While in infants and children, the symptoms may vary, including:
- Stuffy nose
- Difficulty sleeping
- No appetite or drinking
- Fast pulse
- Blue lips
- The chest looks sunken inward when breathing
- Breath sounds (wheezing)
When to see a doctor
Immediately consult a doctor if you or your child experience the above symptoms, especially if accompanied by the following complaints:
- Fever of 39 degrees Celsius or more
- Shortness of breath
- chest pain
- Coughing constantly, especially when coughing up greenish-yellow phlegm
A doctor's check-up is highly recommended for those of you who experience symptoms of pneumonia and have the following conditions:
- Over 65 years old or less than 2 years old
- Have a weak immune system or suffer from other medical conditions, such as heart failure or chronic lung disease
- Currently undergoing chemotherapy or taking immunosuppressant drugs
The doctor will ask about the symptoms experienced by the patient, followed by a physical examination, namely by using a stethoscope to detect wheezing or other sounds that indicate respiratory problems. The doctor will also examine the patient's chest where breath sounds are difficult to hear. This could indicate an infection or fluid in the lungs.
To make a diagnosis, the doctor will carry out further examinations, such as:
- Chest X-ray, to detect areas of the lungs that indicate bronchopneumonia, especially at the bottom
- Complete blood test, to count white blood cell levels which can indicate infection
- Blood or sputum culture, to determine the type of organism causing the infection
- Scan with CT scan, to see the condition of lung tissue in more detail
- Bronchoscopy, to see more clearly the respiratory tract and take a sample of lung tissue for examination
- Pulse oximetry, to measure oxygen levels in the blood
Mild bronchopneumonia can generally be treated at home by meeting fluid needs, getting enough rest, and taking medication to relieve symptoms. This condition usually goes away on its own in 2 weeks.

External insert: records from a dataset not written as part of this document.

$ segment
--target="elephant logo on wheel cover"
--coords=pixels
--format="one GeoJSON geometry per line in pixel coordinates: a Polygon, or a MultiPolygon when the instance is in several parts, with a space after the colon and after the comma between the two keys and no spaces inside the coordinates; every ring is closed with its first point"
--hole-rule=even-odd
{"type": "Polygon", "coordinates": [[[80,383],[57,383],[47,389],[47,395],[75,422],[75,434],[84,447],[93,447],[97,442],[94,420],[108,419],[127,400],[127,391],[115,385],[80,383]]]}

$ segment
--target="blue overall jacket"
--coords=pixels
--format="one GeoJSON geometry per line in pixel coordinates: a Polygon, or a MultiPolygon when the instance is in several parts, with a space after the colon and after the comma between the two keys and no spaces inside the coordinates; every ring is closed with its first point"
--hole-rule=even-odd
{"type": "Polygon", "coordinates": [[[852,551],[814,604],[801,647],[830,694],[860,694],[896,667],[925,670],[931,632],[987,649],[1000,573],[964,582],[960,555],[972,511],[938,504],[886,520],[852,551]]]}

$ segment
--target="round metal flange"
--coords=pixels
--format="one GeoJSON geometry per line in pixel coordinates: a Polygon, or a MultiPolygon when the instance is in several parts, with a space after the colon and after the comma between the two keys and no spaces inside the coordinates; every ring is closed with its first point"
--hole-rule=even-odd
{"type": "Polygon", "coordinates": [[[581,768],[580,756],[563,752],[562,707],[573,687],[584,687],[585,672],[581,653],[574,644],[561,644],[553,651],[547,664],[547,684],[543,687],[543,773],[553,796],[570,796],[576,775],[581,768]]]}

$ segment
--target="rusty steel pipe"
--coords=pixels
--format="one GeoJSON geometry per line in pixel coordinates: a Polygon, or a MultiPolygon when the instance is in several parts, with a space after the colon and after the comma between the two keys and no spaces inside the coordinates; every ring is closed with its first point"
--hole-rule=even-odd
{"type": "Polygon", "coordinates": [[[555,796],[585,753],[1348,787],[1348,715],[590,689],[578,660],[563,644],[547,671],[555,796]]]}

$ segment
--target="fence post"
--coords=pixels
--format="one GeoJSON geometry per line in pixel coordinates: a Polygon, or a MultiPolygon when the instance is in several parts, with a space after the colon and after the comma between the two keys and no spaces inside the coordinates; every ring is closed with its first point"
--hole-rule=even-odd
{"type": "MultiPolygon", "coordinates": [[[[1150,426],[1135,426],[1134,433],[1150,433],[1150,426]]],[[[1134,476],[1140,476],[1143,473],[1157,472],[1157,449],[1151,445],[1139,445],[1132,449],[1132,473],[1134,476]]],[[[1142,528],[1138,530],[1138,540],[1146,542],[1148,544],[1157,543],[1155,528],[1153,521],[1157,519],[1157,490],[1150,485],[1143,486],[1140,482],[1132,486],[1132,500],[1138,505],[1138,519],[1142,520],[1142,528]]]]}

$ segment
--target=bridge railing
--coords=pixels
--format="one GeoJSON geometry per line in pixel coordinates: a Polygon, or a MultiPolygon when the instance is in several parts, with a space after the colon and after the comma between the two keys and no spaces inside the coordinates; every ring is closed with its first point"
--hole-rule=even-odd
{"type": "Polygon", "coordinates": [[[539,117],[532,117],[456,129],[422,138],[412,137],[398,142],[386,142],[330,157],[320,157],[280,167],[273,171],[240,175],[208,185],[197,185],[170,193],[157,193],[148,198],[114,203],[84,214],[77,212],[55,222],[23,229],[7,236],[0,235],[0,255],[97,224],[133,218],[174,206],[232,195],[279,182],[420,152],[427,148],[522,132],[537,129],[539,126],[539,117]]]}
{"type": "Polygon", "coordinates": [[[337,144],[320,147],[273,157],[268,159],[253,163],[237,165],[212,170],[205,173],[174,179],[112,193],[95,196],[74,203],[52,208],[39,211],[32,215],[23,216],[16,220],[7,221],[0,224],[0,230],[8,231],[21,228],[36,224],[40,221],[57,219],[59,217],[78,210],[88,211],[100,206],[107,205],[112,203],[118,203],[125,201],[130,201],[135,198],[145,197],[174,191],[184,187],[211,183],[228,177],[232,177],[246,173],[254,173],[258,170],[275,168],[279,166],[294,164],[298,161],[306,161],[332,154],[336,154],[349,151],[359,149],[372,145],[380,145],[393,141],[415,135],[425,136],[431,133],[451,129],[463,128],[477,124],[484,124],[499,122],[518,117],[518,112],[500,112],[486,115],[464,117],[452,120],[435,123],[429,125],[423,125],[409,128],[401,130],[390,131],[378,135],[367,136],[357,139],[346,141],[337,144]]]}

In bronchopneumonia due to bacterial infection, the treatment is with antibiotics, such as amoxicillin. Patients usually get better in 3-5 days. Keep in mind that antibiotics must be consumed until they run out according to the doctor's advice. This is to prevent recurrence and ensure the infection has cleared.
Meanwhile for bronchopneumonia caused by a viral infection, the doctor will give you antiviral medication. This drug serves to reduce the duration of infection and prevent symptoms from getting worse.
In severe bronchopneumonia, treatment needs to be done in a hospital, which can include hospitalization, as well as infusion of antibiotics and fluids. If the oxygen level in the patient's blood is low, the doctor will provide oxygen assistance.
Bronchopneumonia can cause a number of complications, according to the cause of the infection. These complications can be:
- Blood flow infection (sepsis)
- Lung abscess
- The buildup of fluid in the lining of the lungs (pleural effusion)
- Breathing failure
- Kidney failure
- Heart problems, such as heart failure, heart attack, or heart rhythm disorders
Prevention of bronchopneumonia is generally the same as preventing pneumonia, namely by the following efforts:
- Take care of personal hygiene, for example by washing your hands properly and regularly.
- Go through full vaccinations, especially vaccines to prevent pneumonia-triggering diseases, such as the Hib vaccine, annual flu, pneumococcal, measles, and whooping cough.
- Don't smoke so your lungs don't get damaged.
- Keep your immune system strong by getting enough sleep, exercising regularly, and eating he althy foods.
- Maintain your body's fluid intake by drinking enough water.